Atteindre la parité pourrait ajouter 400 milliards de dollars au produit intérieur brut des États-Unis, avant même de considérer les opportunités de marché de produits tels que les véhicules électriques ou les innovations biotechnologiques avancées comme, par exemple, la thérapie génique. Les efforts pandémiques pour combler les lacunes de la chaîne d’approvisionnement en produits essentiels tels que les équipements de protection individuelle et les produits pharmaceutiques, ainsi que les efforts de l’administration pour augmenter la capacité nationale dans des domaines stratégiques tels que les batteries électriques, les semi-conducteurs et les minéraux de terres rares, ont créé un vent arrière pour la production locale de biens de grande valeur.
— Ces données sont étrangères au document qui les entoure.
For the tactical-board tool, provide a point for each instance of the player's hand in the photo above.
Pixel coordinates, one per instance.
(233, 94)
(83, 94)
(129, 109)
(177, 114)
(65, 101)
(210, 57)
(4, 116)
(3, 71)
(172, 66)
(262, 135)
Mais le gouvernement a un rôle encore plus important à jouer. Adopter la loi bipartite sur l’innovation pour soutenir la production de puces et utiliser les budgets fédéraux pour soutenir autant que possible la demande intérieure est une évidence. Quoi qu’il arrive avec les tarifs et l’inflation, la plus grande opportunité et le plus grand défi à long terme de l’Amérique est de rééquilibrer la production et la consommation.